Further, Mr. Estabrook’s implication that Oklahoma students must be higher achievers than Kansans because of universal pre-school is patently incorrect.  As the following table exhibits, Oklahoma’s fourth graders are doing even worse in reading and math than those in Kansas.

NAEPScores

But even the persistent lack of success in Oklahoma notwithstanding, research indicates that universal pre-school isn’t the panacea it has been portrayed. This article in The Atlantic quotes the co-director of the Center on Children and Families at the left-leaning Brookings Institute, as calling universal pre-school “a very bad idea.”  And one need not look any farther than the half-century experiment known as Head Start to realize the failings of a wide scale government sponsored pre-school program.

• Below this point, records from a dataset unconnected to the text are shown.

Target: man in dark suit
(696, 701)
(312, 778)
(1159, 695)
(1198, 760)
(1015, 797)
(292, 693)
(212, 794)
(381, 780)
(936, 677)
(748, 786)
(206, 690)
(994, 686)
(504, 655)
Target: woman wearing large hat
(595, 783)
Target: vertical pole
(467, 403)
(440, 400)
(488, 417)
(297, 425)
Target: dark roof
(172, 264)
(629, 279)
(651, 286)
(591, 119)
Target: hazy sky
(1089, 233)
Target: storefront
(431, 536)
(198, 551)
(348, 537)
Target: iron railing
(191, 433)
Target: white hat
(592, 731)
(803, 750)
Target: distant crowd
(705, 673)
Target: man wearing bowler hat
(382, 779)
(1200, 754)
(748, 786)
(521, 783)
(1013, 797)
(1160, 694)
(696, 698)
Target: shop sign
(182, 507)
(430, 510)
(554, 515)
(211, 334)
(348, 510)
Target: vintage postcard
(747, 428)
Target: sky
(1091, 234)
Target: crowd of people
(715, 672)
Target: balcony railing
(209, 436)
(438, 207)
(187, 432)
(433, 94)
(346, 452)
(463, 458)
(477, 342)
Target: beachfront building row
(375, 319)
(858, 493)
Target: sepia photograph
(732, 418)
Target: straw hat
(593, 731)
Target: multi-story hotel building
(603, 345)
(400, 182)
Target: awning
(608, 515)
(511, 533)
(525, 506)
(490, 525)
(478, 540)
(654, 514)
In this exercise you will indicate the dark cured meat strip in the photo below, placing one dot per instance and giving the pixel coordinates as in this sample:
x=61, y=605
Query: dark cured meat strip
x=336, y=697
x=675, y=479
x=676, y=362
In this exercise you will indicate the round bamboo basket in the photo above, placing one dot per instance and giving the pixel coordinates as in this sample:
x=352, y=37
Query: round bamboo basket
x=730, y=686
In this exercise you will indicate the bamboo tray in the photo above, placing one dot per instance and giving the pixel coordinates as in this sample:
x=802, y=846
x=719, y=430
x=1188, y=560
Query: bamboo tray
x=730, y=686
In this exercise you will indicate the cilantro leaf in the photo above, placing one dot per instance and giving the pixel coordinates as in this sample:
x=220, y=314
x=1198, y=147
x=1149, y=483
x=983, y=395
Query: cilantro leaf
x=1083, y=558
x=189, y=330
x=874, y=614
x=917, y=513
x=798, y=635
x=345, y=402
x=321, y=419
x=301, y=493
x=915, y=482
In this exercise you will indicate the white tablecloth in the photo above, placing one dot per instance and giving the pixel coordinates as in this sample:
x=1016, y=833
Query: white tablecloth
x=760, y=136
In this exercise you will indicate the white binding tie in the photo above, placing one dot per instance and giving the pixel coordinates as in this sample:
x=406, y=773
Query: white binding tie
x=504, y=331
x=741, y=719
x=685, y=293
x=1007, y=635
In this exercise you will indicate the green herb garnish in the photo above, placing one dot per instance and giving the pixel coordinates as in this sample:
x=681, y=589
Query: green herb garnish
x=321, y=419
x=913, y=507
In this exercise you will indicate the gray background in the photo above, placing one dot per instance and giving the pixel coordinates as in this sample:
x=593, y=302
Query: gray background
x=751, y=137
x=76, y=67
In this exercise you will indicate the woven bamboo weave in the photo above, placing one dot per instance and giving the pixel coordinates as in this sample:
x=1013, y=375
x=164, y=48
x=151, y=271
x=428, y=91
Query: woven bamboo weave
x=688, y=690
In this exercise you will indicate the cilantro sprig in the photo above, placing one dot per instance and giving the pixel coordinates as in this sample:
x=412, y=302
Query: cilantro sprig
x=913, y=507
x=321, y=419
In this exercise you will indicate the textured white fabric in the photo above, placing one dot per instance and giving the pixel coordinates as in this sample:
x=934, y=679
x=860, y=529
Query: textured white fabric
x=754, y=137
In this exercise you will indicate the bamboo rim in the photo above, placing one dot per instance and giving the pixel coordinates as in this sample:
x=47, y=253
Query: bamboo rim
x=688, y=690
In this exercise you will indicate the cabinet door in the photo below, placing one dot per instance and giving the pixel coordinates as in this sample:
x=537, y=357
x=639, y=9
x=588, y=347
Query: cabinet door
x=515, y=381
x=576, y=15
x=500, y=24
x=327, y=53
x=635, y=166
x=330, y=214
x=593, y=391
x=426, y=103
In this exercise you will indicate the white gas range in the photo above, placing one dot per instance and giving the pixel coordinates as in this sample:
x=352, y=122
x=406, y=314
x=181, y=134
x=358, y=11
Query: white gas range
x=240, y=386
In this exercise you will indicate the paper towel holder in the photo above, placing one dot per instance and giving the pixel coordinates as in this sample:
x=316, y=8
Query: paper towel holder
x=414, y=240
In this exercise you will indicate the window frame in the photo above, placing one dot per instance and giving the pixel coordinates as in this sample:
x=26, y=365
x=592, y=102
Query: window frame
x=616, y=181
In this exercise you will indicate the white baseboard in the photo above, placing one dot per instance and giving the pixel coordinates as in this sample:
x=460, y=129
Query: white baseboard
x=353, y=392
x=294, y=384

Yet despite evidence to the contrary, there seems to be widespread support for universal pre-school, starting with President Obama’s call for it. Why? Simply put, it is politically popular. It sounds like a good thing.

The trap that those in the education establishment and the political realm fall into is that more government (aka, more money) is the answer to whatever the topical problem. When will they realize that more government is the problem?  

If Mr. Estabrook was serious about improving the lot of Kansas students, he would be fighting for more parental control of their children’s education school choice, instead of fighting to give the government one more year in controlling their lives. As shown here, here, and here, parental involvement in school choice consistently improves student success.

And that is something we should all be fighting for.